Why this study is important

The Sympathetic Nervous System Induces a Metastatic Switch in Primary Breast Cancer — Cancer Res

This study shows that at the very least for breast cancer, chronic stress (non-painful stress) can induce cancer cells to become more metastatic. Chronic stress shifts to a "sympathetic predominance." This make the cancer cells "outside" the primary tumor more aggressive.

So really stress is not a good idea for cancer patients.

Thursday, September 16, 2010

Down but not out

I'm feeling the blues again. Patient X was admitted due to pleural and pericardial effusion. It was a good thing he was at the right place. Only problem is, he's intubated but fighting.

I pray for his recovery.

Sunday, September 05, 2010

Cancer Cells are resistant to angiogenesis inhibitors?

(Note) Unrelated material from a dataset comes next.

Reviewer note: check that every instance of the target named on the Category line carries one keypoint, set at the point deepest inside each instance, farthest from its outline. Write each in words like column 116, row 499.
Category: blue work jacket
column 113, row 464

New studies explain how cancer cells 'eat us alive'

This new study seems to say at least 3 things:

1. Its not the cancer that directly causes cachexia, its the stromal cells or fibroblast dying rapidly due to the stress induced by cancer cells.
2. Cancer Cells have mitochondria. In a "normal environment" where cancer cells are present together with the fibroblasts, mitochondria are present. THis is in contrast to cancer cell cultures where cancer cells had no mitochondria.
3. Angiogenesis inhibitors may actually make cancer cells more aggressive in causing cachexia, relapse and metastasis.